Simply described, a woman, like her male counterparts, can rise to the rank of colonel and higher because of her merits.
In the rank of colonel, an officer takes over a substantive command and is commissioned to take over our independent tasks. A colonel commands a battalion, which typically consists of 850 men. An officer who is successful in this position could technically advance to the top ranks of the army, although female officers are currently not included in combat weapons such as infantry, artillery or tank corps.
The Supreme Court said that even women who have served in the Army Short Service Commission (SSC) for more than 14 years can have the option of a permanent commission. "We see no reason not to provide a permanent commission to those who have been in service for more than 14 years," the court said, noting that the Centre's policy of only considering women under 14 years of age has a " fundamental error "shows constant commission. The directive must apply equally to all female officials, regardless of years of service, the court said.

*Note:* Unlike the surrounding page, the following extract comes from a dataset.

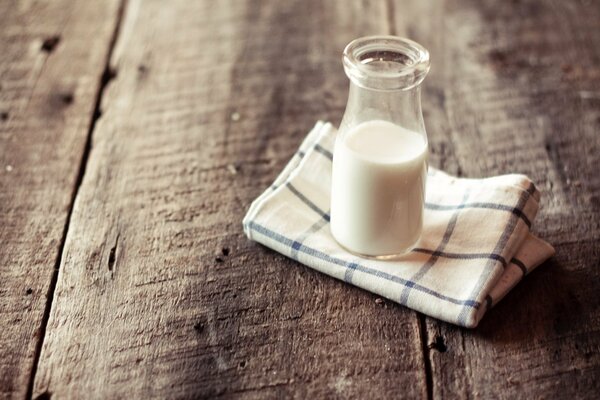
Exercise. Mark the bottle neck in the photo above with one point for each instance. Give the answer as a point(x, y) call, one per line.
point(402, 107)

The court said the army could not differentiate between men and women by suppressing the apparent gender bias that has been propagated for years.
"It is against their dignity and against the country to voice gender issues. It is time that female officials are not tied to their male counterparts," the court said.
It also rejected the Centre's arguments about physiological limitations and "social norms" because it had refused to keep female officials on permanent terms, and called it unsettling.
"Physiological characteristics of women are unrelated to their rights. The mindset must change," said judges DY Chandrachud and Ajay Rastogi in their landmark decision. It was said to be irrational and against the right to equality to give women a command in the army.
The government had informed the Supreme Court that "troops are not yet mentally trained to accept female officers as commanders of units" because they "are predominantly from rural areas."
"Women work shoulder to shoulder with men. The center's submission is based on gender discrimination and stereotypes. Army officers brought laurels to the county," said the Supreme Court, referring to female officers who would have made the country proud.
The court found that the petitioners had counteracted the government by arguing about women's physical abilities, base composition, and psychological realities. These "must be rejected with the contempt they deserve," said the judges.
Currently, female officials can work for the Short Service Commission for 10 to 14 years. Female officers may join the Army Service Corps, Ordnance, Education Corps, Advocate General, Engineers, Signals, Intelligence, Electrical Engineering, and Mechanical Engineering branches.
There is no way to allow women in combat roles such as infantry, armored, mechanized infantry, aviation, and artillery.
The Indian Air Force and Navy also place a permanent order on female officers, although both have opened some combat roles for women. The Air Force allows women to serve as officers in flight and ground duty. IAF Short Service Commission (SSC) officials fly helicopters, transport planes, and now even fighter jets.
In the Navy, female officers who have been accepted by SSC are approved in the areas of logistics, law, observers, air traffic control, reconnaissance pilots and the naval armaments inspectorate.